ローボール・テクニックとは、最初に目を引くような、手出ししやすい条件を見せて、相手を食いつかせてしまってから、条件を釣り上げる手法です。
つまり、最初に提示した条件では、得られることができないのですが、一度食いついてしまうと、後に戻りにくくなる、という人間の心理をついたテクニックなのです。
このテクニックは、言ってみれば詐欺のようなテクニックです。
もちろん、そのままだましっぱなしにするのではなく、最初の条件が「実は」間違いで、実際にはもっと高い条件になってしまうということを、後から種明かしするのですから、完全な詐欺というわけではありません。

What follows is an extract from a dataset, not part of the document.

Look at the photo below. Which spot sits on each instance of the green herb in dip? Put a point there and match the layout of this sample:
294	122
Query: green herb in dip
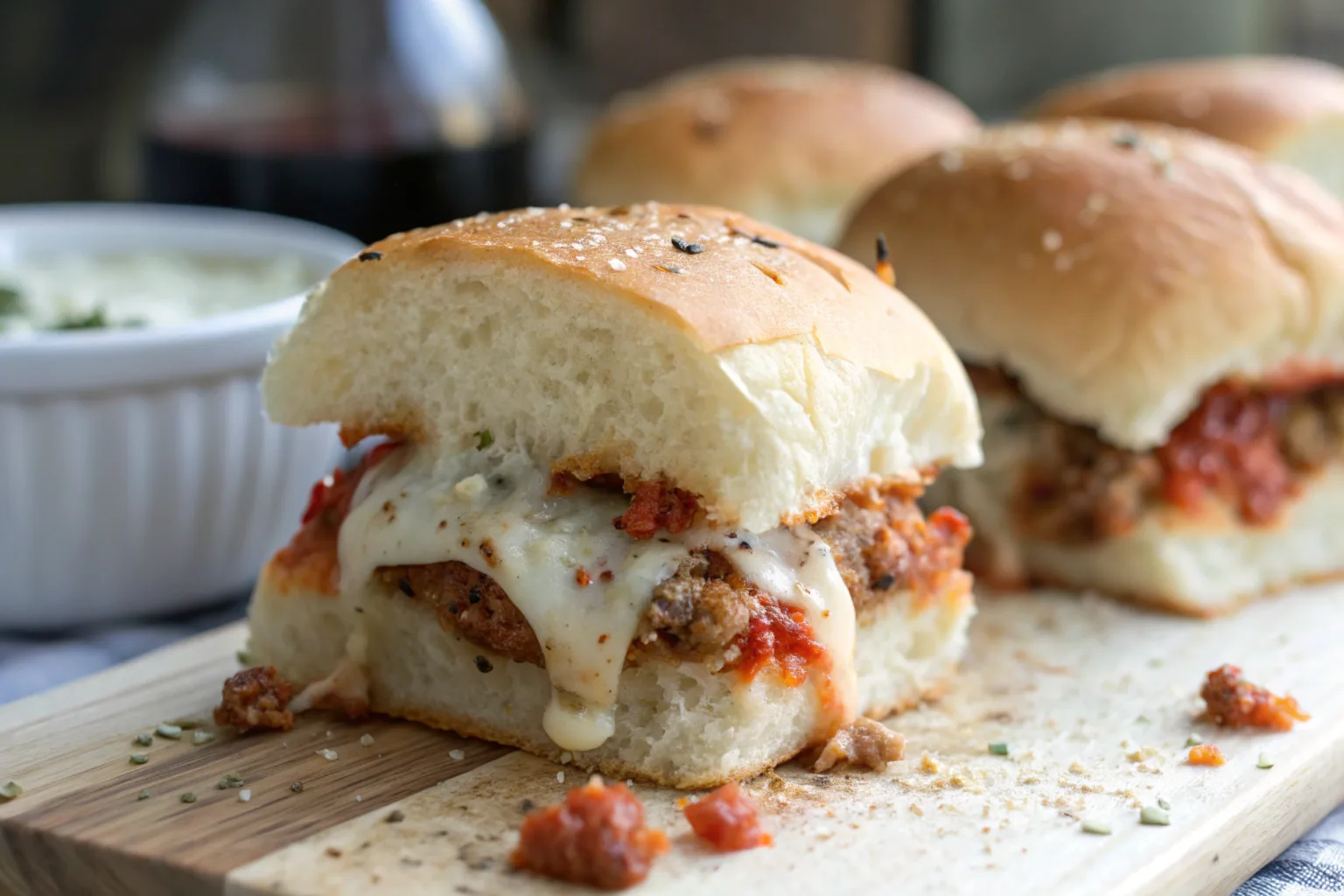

実際にことを起こす前に、種明かしをしているのですから、相手には断るチャンスもあるわけです。
しかし、人というものは、一度要求を受け入れてしまうと、あとから撤回することは「恥ずかしい」「みっともない」「面倒くさい」という感情が邪魔をして、中々断り辛くなるものなのです。
要求を予め低めに出しておいて、あとから要求を釣り上げる手法は、フット・イン・ザ・ドアテクニックと似ているように思うかもしれませんが、フット・イン・ザ・ドアテクニックは、最初の要求と次の要求は、両方とも別個の要求であるのに対し、ローボール・テクニックは、要求自体は最初から変わらず、条件だけが1度目、2度目と変わります。
「アンケートに答えてもらえませんか」→「アンケートに答えるために別室に同行してください」
これなどは典型的なローボール・テクニックです。
最初に「アンケートに答えてください」と簡単なお願いをしているように思わせます。
街角で10分程度アンケート用紙に記入するだけならばいいだろうと勝手に想像して承諾すると、実際には、別の場所に移動してかなり時間のかかる面倒なものであることが、明かされます。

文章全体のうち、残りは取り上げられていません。